I have been practice loading to set up my dies for .223 Rem. Is the bullet held by friction or crimp. I'm used to roll or taper crimping when reloading pistol ammo. I'm a newb to rifle reloading.
It also depends what your goal is. Crimping can improve ES with your handloads sometimes. A friend that I shoot with all the time has a heavy barreled 223 rem, and he was able to use a light crimp as the final step to get the ES down to single digit numbers measured with a labradar, thats after weight sorting brass, annealing, neck turning, etc, etc.... His handloads with 75gr Amax's are incredibly consistent and accurate out to 550yds. Sometimes the crimping can improve consistency with bullet release.
Lee factory crimp die would be the way to go if you choose to.
What about crimping for reloading in a revovler?
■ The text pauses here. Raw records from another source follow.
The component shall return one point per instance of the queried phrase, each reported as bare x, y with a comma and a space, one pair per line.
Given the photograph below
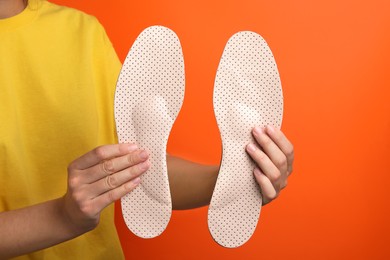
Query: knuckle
74, 182
86, 209
78, 197
111, 182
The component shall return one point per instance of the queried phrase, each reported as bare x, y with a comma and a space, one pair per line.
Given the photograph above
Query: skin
105, 174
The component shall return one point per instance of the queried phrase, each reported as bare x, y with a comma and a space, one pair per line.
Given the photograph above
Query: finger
114, 165
110, 196
265, 164
283, 143
271, 149
268, 191
100, 154
116, 180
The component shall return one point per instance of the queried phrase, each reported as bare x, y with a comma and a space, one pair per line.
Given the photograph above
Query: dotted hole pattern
247, 93
148, 98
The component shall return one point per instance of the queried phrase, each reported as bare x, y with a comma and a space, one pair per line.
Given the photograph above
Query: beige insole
247, 93
148, 98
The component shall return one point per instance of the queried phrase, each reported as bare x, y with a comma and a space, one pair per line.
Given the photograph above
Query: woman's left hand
274, 155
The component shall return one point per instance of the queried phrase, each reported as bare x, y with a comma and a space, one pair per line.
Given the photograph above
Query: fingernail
251, 147
136, 180
145, 165
132, 147
143, 155
258, 130
257, 171
270, 128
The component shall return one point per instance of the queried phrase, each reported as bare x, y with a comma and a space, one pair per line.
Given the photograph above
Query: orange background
334, 61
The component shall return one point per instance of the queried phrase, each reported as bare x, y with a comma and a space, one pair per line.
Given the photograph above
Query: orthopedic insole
148, 98
247, 93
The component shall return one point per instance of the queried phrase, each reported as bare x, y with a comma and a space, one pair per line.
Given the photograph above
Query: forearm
191, 184
33, 228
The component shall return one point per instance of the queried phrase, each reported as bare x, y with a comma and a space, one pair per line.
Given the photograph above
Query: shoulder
67, 16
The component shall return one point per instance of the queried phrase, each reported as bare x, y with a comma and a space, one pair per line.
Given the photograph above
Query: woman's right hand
98, 178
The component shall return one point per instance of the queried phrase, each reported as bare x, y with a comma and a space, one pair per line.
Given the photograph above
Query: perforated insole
247, 93
148, 98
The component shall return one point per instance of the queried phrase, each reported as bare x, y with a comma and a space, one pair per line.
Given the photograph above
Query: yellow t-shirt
58, 72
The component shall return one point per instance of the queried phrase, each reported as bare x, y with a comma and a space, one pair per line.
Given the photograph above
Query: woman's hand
274, 156
99, 178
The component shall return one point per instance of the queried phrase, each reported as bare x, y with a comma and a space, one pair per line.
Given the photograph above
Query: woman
57, 78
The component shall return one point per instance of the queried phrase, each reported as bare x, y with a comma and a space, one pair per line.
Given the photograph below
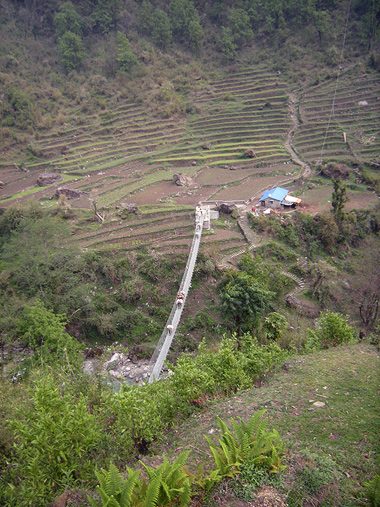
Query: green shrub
372, 491
334, 329
251, 443
56, 444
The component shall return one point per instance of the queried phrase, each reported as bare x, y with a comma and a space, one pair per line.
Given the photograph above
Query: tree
243, 299
161, 33
321, 21
67, 20
239, 24
275, 326
106, 13
229, 47
322, 272
184, 22
126, 58
145, 18
327, 230
195, 36
71, 49
334, 329
339, 199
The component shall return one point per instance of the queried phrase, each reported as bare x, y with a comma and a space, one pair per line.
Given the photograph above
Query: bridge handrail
156, 362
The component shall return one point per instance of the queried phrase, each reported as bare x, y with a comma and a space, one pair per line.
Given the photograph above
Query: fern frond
125, 498
114, 481
152, 493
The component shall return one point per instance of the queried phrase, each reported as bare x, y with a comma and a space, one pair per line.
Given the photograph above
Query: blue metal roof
278, 194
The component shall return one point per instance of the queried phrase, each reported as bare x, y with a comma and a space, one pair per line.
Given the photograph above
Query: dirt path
305, 168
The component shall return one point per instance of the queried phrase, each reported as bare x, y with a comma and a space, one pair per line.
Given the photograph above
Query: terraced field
344, 129
124, 154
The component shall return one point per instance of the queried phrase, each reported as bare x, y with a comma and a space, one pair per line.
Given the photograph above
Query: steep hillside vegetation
118, 101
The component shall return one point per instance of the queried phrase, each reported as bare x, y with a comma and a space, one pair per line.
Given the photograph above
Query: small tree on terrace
161, 34
244, 300
126, 58
339, 199
67, 20
71, 49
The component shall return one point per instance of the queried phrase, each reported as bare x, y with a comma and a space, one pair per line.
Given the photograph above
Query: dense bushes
320, 233
72, 422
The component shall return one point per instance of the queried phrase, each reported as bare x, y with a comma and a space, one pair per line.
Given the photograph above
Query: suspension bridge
202, 221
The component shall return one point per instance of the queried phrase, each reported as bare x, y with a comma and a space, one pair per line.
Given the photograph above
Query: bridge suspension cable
165, 341
332, 111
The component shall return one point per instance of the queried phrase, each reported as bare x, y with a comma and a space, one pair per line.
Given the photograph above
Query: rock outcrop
46, 179
249, 153
183, 180
129, 206
226, 208
69, 192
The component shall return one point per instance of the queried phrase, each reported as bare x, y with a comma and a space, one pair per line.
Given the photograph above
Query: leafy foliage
251, 442
244, 300
71, 49
113, 490
275, 325
56, 443
125, 56
333, 329
165, 485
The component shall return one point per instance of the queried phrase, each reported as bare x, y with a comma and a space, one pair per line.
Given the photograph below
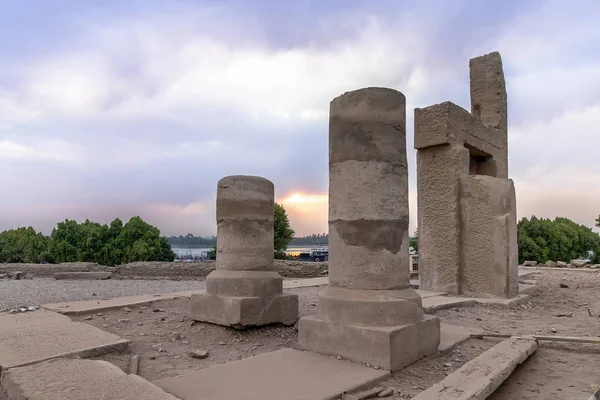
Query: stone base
388, 347
242, 312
To crimp or not to crimp?!?
What about crimping for reloading in a revovler? To crimp or not to crimp?!?
If a crimp improves your accuracy, then your neck tension isn't adequate.
If you're using a collet die, crimping is I think necessary because the neck tension is not all that high. I've experienced bullet set back from recoil slam in the mag box from collet die sizing with no crimp. Neck sized or FL sized brass should be okay though.
I agree, but sometimes it's tough to get adequate and consistent neck tension without causing concentricity problems with the brass. Thats why a crimp can sometimes solve the problem without causing others.
I simply use a smaller diameter neck bushing to fix the real issue, rather than resorting to a band aid like crimping.
I agree again, that can work, but it can also cause inconsistent concentricity during seating with the higher neck tension. I know that can be solved with more expensive seating dies and presses, but my point is excellent results can happen using affordable equipment and good techniques.
I don't consider a crimp a "band aid" when it can produce consistent and repeatable results.
Isn't crimping a form of neck tension? Isn't the goal of neck tension to hold the bullet in the brass at a specific overall length and release that grip at a consistent chamber pressure? I'd say if a crimp helps achieve that in some situations then it's not a band aid.It's a band aid when the real issue is neck tension, and you aren't resolving the real issue.